The music of composer-violinist Giuseppe Tartini bridged the baroque and classical periods. His 135 violin concertos are filled with dramatic emotion, expressive nuances and harmonic subtleties. The fast dance-like outer movements demand considerable virtuosity while the inner slow movements are often in the form of an opera aria, graceful yet expressive, as can be heard in the second movement, “Lascia ch’io dica addio” (Let me say goodbye) of the Concerto in B minor, D.125.
"The five Violin Concertos here are in Tartini’s characteristic three-movement form (fast-slow-fast); all but D.28 (which includes a pair of horns) have string accompaniments. Their appeal lies in their fresh simplicity, which the excellent soloist Ariadne Daskalakis and the Cologne Chamber Orchestra directed spirited by Helut Müller-Brühl capture to perfection, as they do the expressive appeal of the slow movements, notably that of the G major D.80, and the D major, D 28; but the B minor is greatful too, and its Larghetto is given a title, Lascia ch’iodica addio (‘Let me say goodbye’). The recording is first class and, for those who like modern-instrument performances, as do we, the disc is worth seeking out."
Key Recording ****
The Penguin Guide - January 2009
"The Cologne Chamber Orchestra continues its spree of acclaimed Naxos recordings with this selection of five from Tartini’s 135 violin concertos. …The fast outer movements require a wealth of acrobatic ornamentation. Daskalakis audibly thrives on this virtuosity and throughout the slow movements, which in her booklet notes she calls “…the finest gems in these works…”, her sparkling tone is mesmerizing. Indeed, the lyricism in the Grave from the E major concerto is so alluring that it’s a wonder it hasn’t been recorded before. Couple these factors with clear recorded balance between orchestra and soloist and vivacious cadenzas by Daskalakis and collaborator Simon Gottschick, and this is a worthy addition to any collection."

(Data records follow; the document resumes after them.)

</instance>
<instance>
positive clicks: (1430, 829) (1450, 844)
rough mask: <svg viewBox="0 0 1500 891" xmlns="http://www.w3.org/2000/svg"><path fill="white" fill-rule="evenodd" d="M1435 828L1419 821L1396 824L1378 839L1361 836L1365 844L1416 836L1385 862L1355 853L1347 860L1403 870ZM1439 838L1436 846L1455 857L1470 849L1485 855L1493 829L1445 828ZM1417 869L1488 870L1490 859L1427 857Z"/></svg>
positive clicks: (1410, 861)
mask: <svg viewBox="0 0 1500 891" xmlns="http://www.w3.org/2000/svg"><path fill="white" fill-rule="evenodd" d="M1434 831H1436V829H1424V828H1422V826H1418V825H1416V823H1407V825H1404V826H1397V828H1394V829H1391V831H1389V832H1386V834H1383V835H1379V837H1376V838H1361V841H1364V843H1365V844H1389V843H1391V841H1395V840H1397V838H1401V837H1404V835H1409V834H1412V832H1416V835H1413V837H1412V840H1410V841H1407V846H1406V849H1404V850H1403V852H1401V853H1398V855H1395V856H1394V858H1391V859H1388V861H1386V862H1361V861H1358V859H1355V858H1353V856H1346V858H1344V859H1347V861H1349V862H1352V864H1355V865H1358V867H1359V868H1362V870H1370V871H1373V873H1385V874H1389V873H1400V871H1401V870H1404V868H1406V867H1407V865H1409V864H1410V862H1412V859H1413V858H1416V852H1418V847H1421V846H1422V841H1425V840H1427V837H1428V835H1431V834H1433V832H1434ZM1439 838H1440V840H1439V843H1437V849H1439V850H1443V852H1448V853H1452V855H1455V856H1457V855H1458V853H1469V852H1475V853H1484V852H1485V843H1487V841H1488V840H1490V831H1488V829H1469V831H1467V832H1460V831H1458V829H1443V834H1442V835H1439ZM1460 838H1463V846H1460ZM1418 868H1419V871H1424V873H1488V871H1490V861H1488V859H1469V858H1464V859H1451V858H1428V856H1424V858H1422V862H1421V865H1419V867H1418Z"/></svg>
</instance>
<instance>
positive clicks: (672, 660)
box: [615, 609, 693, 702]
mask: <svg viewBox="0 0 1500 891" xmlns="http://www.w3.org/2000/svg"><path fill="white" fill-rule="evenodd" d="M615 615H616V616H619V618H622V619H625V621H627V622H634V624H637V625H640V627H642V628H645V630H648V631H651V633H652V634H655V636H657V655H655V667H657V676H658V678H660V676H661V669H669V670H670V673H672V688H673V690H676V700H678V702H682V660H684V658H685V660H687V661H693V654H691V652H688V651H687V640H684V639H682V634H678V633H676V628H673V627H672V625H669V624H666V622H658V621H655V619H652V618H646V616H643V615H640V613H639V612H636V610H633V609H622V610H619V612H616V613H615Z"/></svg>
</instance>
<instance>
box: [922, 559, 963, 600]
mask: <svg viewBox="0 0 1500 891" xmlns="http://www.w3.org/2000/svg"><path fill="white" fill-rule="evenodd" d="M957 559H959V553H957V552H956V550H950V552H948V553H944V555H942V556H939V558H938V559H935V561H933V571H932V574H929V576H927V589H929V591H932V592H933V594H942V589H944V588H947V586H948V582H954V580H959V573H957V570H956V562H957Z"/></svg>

Daniel Edwards - Stringendo - September 2008
"A disc sporting two previously unrecorded Tartini concertos is worth listening to. There are five concertos here in all so the discographic novelty factor is running at forty percent and fortunately the performances are fresh and enjoyable – so we can be assured of a fine introduction to them...There are plenty of good things here – premiere recordings and fine, stylistically aware playing from the modern instrument orchestra, tactfully directed by Müller-Brühl. And Ariadne Daskalakis plays with grace and lyrical purity sufficient to warrant considerable enthusiasm."